そして、夜になった。今、ぼくはベッドのふとんの中で、息をひそめている。
(今日こそ、つきとめてやるんだ)
眠たくて、今にもくっついてしまいそうな目をこすりながら、ぼくは天井が騒ぎだすのを待ち続けた。
――やっぱり、今日も始まった。いつもよりやさしい感じがするけれど、天井からガタゴトゴットン、音が聞こえだしたんだ。
ぼくは、勇気をふりしぼってベッドからぬけ出すと、二階のあちこちをさぐり始めた。
すると――あった。ぼくの知らなかった秘密の階段のようなものが! ぼくの寝る部屋のとなりの部屋の、奥のところだった。
(何これ、初めて見た……。階段? いや、はしごってやつだな。天井の上につながってるみたい――。
昼には見えないのは、もしかしてこれ、オバケが使ってるから?)
また、背中がひゅーっと寒くなる。けれどぼくは勇気をふりしぼり、そのはしごにふるえる手をかけた。そして、息をゴクリと飲みこむと、何かに引っぱられているかのように、はしご段を上っていった。
ギイイ、コッ。ギイイ、コッ。
いつかテレビで見たような、忍者のぬき足、さし足をやってみる。けれど、はしごは「ひめい」をあげてしまう。
はしごの先に、部屋でもあるのか、明りがうっすらもれて来た。最近は、オバケでも明るくしているらしい。
(よーし、いち、にの、さん!)
ぼくは、ちょっとがくがくしていた足に力をぐっと込めて、思いっきりジャンプした。
(えっ?)
はしごの先の部屋にたどり着いたぼくは、びっくりして石のように動けなくなってしまった。だって、その先にいたのは、『パパとママ』だったんだもの!
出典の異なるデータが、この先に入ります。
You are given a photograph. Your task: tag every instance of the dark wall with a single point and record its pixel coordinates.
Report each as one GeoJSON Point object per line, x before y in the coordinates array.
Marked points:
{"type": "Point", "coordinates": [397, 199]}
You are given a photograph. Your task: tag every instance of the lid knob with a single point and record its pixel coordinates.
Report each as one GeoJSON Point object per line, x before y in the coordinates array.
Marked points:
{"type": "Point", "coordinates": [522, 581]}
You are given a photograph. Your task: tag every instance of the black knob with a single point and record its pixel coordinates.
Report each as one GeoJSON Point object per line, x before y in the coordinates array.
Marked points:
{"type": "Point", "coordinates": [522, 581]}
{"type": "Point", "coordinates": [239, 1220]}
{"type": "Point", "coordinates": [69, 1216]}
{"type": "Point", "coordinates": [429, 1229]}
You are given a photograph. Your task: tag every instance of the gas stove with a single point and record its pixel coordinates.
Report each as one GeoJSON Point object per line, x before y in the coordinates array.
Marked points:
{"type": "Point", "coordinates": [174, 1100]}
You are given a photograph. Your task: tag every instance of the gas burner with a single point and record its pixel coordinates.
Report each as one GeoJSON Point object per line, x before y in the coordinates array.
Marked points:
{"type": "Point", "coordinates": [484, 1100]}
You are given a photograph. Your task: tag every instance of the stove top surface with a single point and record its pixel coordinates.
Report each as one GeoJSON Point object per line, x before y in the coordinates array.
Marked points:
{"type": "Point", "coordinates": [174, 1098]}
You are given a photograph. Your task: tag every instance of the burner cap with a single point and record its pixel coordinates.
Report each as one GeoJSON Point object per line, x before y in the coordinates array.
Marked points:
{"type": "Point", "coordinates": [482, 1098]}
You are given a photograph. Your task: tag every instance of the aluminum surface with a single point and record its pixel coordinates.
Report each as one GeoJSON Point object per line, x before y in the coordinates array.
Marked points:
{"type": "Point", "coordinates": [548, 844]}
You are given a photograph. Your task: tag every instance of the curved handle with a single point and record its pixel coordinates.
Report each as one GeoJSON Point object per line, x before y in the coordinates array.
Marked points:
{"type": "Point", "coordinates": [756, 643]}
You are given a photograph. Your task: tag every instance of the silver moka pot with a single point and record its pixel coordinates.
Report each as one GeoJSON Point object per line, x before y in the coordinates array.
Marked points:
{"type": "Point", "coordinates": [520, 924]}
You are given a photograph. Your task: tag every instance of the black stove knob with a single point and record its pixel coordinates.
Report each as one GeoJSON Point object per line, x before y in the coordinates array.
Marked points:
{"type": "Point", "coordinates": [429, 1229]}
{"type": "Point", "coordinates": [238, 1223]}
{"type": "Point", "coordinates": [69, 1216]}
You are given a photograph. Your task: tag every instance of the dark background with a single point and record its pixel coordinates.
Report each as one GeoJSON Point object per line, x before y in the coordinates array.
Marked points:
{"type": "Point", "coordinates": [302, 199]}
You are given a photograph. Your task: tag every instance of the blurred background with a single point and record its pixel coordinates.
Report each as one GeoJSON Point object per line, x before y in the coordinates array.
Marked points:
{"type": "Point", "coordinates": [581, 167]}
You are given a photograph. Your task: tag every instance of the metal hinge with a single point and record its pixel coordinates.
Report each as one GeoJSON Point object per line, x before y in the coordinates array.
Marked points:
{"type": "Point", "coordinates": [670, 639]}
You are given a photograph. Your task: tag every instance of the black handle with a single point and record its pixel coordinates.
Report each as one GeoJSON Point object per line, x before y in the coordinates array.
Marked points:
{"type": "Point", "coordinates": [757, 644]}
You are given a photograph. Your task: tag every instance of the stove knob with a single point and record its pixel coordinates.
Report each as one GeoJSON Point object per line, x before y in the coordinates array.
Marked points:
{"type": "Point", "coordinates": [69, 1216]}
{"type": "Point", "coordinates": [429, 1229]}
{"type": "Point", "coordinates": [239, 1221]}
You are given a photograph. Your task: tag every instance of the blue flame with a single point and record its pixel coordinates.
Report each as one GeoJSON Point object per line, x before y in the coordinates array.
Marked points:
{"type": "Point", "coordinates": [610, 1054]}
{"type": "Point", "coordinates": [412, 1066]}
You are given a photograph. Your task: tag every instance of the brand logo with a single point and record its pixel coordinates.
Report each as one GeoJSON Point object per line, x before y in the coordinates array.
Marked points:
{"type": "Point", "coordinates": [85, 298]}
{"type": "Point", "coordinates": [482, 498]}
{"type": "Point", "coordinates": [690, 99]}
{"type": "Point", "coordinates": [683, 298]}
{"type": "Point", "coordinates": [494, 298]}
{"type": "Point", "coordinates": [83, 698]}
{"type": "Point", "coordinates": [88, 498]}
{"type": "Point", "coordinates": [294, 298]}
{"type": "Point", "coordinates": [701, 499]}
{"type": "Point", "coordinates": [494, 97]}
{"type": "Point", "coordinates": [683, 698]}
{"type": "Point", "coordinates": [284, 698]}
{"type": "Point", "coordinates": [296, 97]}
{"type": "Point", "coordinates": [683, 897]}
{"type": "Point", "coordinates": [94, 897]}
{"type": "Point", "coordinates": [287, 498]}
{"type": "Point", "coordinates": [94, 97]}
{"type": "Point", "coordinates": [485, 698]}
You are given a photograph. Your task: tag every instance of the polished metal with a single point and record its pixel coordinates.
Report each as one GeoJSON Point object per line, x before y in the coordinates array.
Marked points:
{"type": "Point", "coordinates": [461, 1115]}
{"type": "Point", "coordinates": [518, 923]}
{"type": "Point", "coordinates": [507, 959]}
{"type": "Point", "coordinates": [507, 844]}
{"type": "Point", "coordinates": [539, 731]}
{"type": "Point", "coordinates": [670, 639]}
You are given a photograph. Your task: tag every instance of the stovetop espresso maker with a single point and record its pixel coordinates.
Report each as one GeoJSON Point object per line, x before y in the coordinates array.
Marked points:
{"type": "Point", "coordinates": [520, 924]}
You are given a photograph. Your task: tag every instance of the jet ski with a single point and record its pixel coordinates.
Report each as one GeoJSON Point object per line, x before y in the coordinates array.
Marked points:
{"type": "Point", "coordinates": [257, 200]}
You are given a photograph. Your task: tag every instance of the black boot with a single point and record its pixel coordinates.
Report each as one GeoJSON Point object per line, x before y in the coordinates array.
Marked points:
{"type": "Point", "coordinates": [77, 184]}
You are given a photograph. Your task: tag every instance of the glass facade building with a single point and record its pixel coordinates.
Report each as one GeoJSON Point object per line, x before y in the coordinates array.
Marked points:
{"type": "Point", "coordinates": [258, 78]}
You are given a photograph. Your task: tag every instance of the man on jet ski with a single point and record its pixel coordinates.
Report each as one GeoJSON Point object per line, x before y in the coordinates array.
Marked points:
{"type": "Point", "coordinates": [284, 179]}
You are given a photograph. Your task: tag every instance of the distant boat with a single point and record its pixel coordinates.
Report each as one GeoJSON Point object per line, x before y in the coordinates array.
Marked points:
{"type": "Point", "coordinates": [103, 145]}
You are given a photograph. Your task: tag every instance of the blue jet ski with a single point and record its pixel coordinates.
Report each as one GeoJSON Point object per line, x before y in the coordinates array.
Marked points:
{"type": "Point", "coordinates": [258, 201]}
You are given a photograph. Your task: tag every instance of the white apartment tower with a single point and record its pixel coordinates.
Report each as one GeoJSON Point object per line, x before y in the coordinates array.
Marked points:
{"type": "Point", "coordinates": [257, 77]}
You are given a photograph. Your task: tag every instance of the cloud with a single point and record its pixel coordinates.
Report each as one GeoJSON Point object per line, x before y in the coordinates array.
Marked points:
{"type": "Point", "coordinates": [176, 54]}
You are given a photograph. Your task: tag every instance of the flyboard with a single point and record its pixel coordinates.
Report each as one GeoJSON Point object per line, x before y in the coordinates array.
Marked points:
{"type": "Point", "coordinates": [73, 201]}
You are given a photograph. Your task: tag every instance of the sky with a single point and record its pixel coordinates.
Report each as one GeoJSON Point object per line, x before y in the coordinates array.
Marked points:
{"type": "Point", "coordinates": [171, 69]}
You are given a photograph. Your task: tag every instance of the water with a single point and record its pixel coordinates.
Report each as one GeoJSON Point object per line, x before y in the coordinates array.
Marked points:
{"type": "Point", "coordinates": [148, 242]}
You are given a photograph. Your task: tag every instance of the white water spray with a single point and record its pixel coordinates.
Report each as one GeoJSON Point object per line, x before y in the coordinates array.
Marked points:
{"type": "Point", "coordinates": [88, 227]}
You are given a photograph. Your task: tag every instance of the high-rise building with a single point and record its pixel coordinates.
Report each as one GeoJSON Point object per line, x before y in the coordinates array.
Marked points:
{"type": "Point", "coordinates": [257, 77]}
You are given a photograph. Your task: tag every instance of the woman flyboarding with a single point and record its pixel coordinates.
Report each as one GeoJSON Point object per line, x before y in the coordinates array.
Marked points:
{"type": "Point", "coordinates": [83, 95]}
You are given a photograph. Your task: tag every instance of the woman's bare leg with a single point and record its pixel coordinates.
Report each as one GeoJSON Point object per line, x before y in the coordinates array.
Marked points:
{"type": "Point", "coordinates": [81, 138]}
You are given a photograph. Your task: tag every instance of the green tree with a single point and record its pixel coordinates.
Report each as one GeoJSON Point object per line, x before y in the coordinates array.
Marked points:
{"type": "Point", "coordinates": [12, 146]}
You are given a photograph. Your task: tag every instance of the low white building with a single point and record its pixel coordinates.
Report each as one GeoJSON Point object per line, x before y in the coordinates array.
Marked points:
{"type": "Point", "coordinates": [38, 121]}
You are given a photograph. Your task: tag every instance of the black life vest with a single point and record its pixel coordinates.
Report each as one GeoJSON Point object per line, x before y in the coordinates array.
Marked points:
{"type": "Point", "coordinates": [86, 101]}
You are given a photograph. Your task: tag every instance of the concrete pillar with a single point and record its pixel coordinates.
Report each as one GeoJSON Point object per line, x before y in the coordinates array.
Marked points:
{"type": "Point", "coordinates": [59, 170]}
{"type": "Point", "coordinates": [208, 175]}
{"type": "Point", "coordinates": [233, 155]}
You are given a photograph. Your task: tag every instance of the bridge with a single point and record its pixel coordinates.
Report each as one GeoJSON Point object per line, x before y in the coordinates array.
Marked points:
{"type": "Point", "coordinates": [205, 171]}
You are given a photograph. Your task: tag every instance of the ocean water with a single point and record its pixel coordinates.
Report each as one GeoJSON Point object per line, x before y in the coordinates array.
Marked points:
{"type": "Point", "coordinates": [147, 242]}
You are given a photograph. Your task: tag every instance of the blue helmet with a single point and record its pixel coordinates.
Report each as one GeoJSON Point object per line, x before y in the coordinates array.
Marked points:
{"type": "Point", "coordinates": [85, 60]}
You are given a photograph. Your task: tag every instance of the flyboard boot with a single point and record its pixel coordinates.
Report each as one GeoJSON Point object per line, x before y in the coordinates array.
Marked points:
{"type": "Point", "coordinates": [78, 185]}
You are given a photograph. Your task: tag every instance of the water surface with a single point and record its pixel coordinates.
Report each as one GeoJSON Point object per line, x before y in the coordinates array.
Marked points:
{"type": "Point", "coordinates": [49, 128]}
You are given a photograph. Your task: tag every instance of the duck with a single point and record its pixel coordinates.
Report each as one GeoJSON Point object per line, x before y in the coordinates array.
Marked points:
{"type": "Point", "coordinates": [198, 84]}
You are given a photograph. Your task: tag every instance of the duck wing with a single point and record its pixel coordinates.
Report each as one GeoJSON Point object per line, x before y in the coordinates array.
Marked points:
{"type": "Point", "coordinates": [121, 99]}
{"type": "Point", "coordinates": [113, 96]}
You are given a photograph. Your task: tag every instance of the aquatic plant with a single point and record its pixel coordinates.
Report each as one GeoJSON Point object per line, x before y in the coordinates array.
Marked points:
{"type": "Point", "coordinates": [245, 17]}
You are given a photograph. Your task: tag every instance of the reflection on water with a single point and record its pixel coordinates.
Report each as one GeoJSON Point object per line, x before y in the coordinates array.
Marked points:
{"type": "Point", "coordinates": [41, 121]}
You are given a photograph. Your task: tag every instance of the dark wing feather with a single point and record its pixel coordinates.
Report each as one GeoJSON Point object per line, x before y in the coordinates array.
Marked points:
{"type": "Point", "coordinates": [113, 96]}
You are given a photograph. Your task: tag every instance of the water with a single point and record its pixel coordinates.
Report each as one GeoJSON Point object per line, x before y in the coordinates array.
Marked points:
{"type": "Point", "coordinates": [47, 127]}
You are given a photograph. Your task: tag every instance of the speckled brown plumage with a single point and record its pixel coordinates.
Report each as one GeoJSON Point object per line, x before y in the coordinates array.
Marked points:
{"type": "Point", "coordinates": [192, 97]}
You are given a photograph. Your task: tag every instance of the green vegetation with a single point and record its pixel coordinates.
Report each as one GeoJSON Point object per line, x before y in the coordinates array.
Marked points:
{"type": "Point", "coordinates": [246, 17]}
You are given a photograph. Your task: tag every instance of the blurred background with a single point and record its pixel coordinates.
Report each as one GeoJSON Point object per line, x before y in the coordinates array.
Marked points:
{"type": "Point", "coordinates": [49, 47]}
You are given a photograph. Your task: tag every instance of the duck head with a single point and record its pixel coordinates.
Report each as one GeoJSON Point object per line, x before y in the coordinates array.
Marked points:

(オバケの正体は、パパとママ。ぼくは、オバケの子だったんだ!)
ちらり、こちらを見たパパ。
ぼくに気がついたパパは、鬼のような顔をして、こちらに向かって来た。真っ赤な目は、今にも飛び出しそう。
泣きそうなぼくの肩を、パパは両手で、がしっとつかんだ。そして、ぼくをそのまま持ち上げると、ニヤリ、と笑った。
「ばれちゃったら、しかたがないな――」
パパは、ぼくをゆっくりと床におろす。鬼みたいだった顔は、すっかりもとどおり。
「ちょっと早いけど、これがパパとママからの入学祝い、アキオの勉強部屋だよ。せっかく、今までひみつにしてたのになあ」
よく見ると、新しい机やたんす、ピカピカの黒いランドセルまである。パパとママは、毎日夜おそくに、この部屋のもようがえをしていたんだ!
それなのに、ぼくはパパとママを、オバケとまちがえるなんて……。
「この屋根裏部屋はね、わが家の特等席なの。ほら、見てごらん」
ママはウインクして、頭の上にある窓を指さした。その先には、数えきれないほどのお星さまが、肩をよせあって光っている。
「ありがとう。この部屋、大切に使うよ!」
ぼくはパパとママに、力いっぱい、しがみついた。